Als ich mich einmal auf das Abenteuer „Tinder“ einließ, war ich überwältigt von all der Pracht meiner potentiellen Dates. Mindestens jeder zweite hatte bereits die halbe Welt bereist und wollte damit mächtig Eindruck schinden. Das ging mir irgendwann so sehr auf die Nerven, dass ich verzweifelt nach einer „Coach-Potato“ Ausschau hielt. Nicht, weil es besonders gut zu mir passen würde, es kam mir nur sehr erfrischend vor zwischen all den „hippen“ Weltenbummlern. Dabei habe ich auf meinen eigenen Reisen bereits immer wieder feststellen müssen, dass Reisen alleine nicht gleichzeitig ein offeneres Mindset, Kultiviertheit oder eine größere kognitive und emotionale Intelligenz bedeuten, wie häufig allgemein dargestellt. Nicht alle sind wirklich interessiert an den Dingen, die ein Land ausmachen. Oder haben den Mut sich auf alle Facetten einzulassen, die nicht immer nur angenehme Gefühle hinterlassen können.
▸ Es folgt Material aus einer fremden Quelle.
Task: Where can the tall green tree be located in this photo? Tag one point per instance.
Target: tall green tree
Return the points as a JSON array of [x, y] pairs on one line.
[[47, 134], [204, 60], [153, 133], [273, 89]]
Manche sind eher daran interessiert, einfach ein nächstes exotisches Land auf ihrer Liste abzuhaken, gleich einer weiteren Challenge in unserer leistungsorientierten Gesellschaft. Denn meist gilt leider, umso mehr umso besser. Und auch das ist gut, wenn es wirklich das ist, was sie von Herzen ausmacht und erfüllt. Nicht jeder möchte in die Kulturen eines Landes eintauchen, sondern die Fremdartigkeit im Schutze des Gewohnten genießen und das ist ebenso richtig. Solange man dabei authentisch und ehrlich zu sich selbst und seinem Gegenüber bleibt.

So bewundere und schätze ich genau die Menschen, die wissen, wer sie sind und was sie glücklich macht. Und danach leben, ohne sich von der Meinung anderer beeinflussen zu lassen. Authentisch und echt. Das macht für mich eine besondere, reife, reiche und weise Persönlichkeit aus. Sei sie nun Weltenbummler, „Listenabhaker“ oder Dauercamper im Nachbarort gelegenen Campingplatz. Und damit hat auch alles gleich viel Wert.

Natürlich ist es eine große Herausforderung zu erkennen, wann genau unsere Entscheidungen durch eigene Begrenzungen aufgrund tiefer Glaubenssätze oder Ängste getroffen werden oder aufgrund dessen, was unserem eigentlichen Wesen entspricht.

Und dabei können uns Begrenzungen in unserer Komfortzone gefangen halten, wo wir nie Weiterentwicklung erfahren werden. Diese ist nämlich erst außerhalb möglich, solange wir dabei keine Überforderung erleben. Und Entwicklung ist wiederum wichtig, um da hin zu kommen, was uns aus und glücklich macht. Frei von allen äußeren Einflüssen und inneren Begrenzungen zu entscheiden, ob für einen persönlich neblige oder vertraute Wege die passenderen und somit besseren sind. Und dann glücklich zu werden. Denn wenn man glücklich ist, weil man genau das tut, was einem entspricht, müsste man sich selbst nicht mehr darstellen und auch andere nicht mehr beneiden, sondern könnte sie mehr so annehmen wie sie einfach sind. Mit den gleichen Rechten und den gleichen Pflichten. Nämlich Respekt vor sich selbst, der Welt und jedem einzelnen anderen Lebewesen auf dieser Erde. Womöglich wäre ein friedlicheres Miteinander möglich und wir müssten tatsächlich weniger Arschloch sein.